Сарды и сердаи. Ни один из античных авторов не сообщает о переселении тирренов Сардинии в Италию или вообще о каком-либо перемещении обитателей этого острова на континент. Для установления этого факта нам предстоит обратиться к лингвистике и археологии. Но прежде мы остановимся на одном свидетельстве Феста: «Цари этрусков, которые назывались сардами...» [Fest., с. 430, 6]. Это непонятное и не имеющее параллелей в античной традиции утверждение может быть связано с обнаруженной в 1960 году в Олимпии надписью [SGRW, № 120], которая полностью сохранилась. Чтение и понимание ее не встречает никаких препятствий:
Принесли клятву сибариты с союзниками и сердаи о
дружбе верной, без обмана. Поручители (proxenoi) Зевс,
Аполлон и другие боги и полис Посидония.
Перед нами наиболее древний официальный документ греческого государства в Италии, датируемый временем, предшествующим разрушению Сибариса в 510 г. до н. э. Значение его тем более велико, что он относится к великому и рано исчезнувшему греческому городу, историю которого можно изучить лишь по сообщениям поздних авторов. Под «союзниками» Сибариса следует понимать племена и города Южной Италии, над которыми властвовал Сибарис: согласно Страбону, в зависимости от Сибариса находились четыре племени и 25 городов, позволявшие ему выставлять армию в 300 тыс. человек {Strab. VI, 1, 13]. Упоминание «полиса Посидония» в качестве гаранта договора — важное указание на то, что этот город, в свое время основанный сибаритами [Strab. V, 4, 13], к моменту заключения договора был совершенно независимым от своей метрополии, хотя и сохранял с нею дружеские отношения.
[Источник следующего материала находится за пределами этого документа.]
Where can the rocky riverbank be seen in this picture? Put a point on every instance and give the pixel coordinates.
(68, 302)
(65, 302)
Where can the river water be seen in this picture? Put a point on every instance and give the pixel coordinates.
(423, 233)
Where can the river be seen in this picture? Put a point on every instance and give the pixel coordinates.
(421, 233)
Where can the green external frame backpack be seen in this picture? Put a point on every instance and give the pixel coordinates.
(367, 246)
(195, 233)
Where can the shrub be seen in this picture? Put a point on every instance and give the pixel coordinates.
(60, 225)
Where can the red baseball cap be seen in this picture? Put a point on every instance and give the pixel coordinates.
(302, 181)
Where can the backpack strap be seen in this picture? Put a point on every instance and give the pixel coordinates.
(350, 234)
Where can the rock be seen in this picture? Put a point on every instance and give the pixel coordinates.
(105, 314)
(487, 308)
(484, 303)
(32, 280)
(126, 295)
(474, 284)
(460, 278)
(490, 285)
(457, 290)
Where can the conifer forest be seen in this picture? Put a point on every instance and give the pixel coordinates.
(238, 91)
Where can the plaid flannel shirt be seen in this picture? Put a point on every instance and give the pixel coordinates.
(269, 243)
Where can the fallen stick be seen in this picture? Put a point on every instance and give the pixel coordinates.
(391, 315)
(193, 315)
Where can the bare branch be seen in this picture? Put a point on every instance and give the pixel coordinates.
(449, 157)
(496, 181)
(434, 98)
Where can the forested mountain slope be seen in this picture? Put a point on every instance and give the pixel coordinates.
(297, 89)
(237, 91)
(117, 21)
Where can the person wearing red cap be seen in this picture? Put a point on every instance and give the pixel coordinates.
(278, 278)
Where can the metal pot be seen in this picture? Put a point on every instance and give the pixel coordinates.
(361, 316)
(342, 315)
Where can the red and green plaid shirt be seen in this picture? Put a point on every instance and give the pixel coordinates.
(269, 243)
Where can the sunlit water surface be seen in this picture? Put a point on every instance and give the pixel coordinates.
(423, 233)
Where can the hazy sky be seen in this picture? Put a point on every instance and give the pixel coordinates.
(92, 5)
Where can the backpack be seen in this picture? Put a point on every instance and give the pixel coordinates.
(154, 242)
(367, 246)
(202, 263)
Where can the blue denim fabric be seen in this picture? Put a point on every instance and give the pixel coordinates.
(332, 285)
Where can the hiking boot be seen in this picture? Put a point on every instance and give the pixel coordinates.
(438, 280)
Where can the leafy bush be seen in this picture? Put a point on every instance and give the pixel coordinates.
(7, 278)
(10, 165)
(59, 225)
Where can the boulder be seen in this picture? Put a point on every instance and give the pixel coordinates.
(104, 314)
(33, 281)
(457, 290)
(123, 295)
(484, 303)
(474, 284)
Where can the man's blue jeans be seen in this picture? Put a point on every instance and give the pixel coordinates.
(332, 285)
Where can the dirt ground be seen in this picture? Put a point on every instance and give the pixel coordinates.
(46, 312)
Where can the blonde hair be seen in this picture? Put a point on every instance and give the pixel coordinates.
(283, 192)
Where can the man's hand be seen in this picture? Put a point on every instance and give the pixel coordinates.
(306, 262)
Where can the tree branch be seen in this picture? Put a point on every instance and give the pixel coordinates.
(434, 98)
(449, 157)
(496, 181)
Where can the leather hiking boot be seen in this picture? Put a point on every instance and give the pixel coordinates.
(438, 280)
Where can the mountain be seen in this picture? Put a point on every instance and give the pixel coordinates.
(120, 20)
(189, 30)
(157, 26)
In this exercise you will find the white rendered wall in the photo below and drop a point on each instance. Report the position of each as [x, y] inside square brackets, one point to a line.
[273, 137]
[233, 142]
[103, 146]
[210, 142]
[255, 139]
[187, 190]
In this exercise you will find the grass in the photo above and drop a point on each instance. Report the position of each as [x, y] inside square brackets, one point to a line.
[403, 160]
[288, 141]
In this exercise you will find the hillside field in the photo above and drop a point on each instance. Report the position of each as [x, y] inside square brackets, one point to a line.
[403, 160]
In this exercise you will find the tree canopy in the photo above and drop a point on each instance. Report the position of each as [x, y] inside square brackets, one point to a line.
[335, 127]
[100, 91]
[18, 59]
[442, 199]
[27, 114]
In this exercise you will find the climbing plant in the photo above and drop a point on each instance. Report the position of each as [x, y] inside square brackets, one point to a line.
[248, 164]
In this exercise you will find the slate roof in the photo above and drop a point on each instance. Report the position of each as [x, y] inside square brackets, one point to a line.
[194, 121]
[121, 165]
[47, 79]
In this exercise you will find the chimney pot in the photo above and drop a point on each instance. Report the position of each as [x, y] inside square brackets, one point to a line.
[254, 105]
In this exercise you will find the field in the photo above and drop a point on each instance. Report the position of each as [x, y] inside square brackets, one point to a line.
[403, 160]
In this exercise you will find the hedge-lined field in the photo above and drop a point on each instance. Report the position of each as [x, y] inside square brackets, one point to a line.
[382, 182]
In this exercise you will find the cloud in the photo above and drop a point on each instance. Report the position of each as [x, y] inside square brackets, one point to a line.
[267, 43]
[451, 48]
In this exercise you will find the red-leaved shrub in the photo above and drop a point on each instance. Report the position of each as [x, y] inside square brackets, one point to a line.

Сложность в надписи вызывает лишь идентификация, народа или государства, который фигурирует под названием «сердаи». Издатель договора Э. Кунце отождествил сердаев с неизвестным литературной традиции городом Бруттия, выпускавшим дидрахму с легендой MER, которую при желании можно читать и SER[245, с. 209].
К этой гипотезе большинство исследователей отнеслись критически. Так, П. Дзанкани-Монтуоро обратила внимание на то, что редчайшие монеты с легендой MER находят близкие аналогии с типом монет сицилийского города Наксоса и поэто-
[55]
му не имеют отношения к Италии, где Э. Купце помещает сердаев [379, с. 12]. Итальянская исследовательница считает невероятным, чтобы Сибарис, находившийся незадолго до своего разрушения на вершине могущества, заключил соглашение на равных правах с городом настолько незначительным, что от него не осталось никаких следов ни в античной традиции, ни в топонимике, а также и в нумизматике, ибо монета с легендой MER не может быть отнесен к греческому городу в Италии.
Исходя из этих соображений, П. Дзанкани-Монтуоро отож-дествляет сердаев с обитателями самого крупного острова Средиземноморья — Сардинии, постулируя идентичность serdaioi с sardoi[379, с. 13 и сл.]. Принимая близость указанных двух слов, мы, однако, считаем невозможной идентификацию сердаев с обитателями Сардинии для VI века до н. э.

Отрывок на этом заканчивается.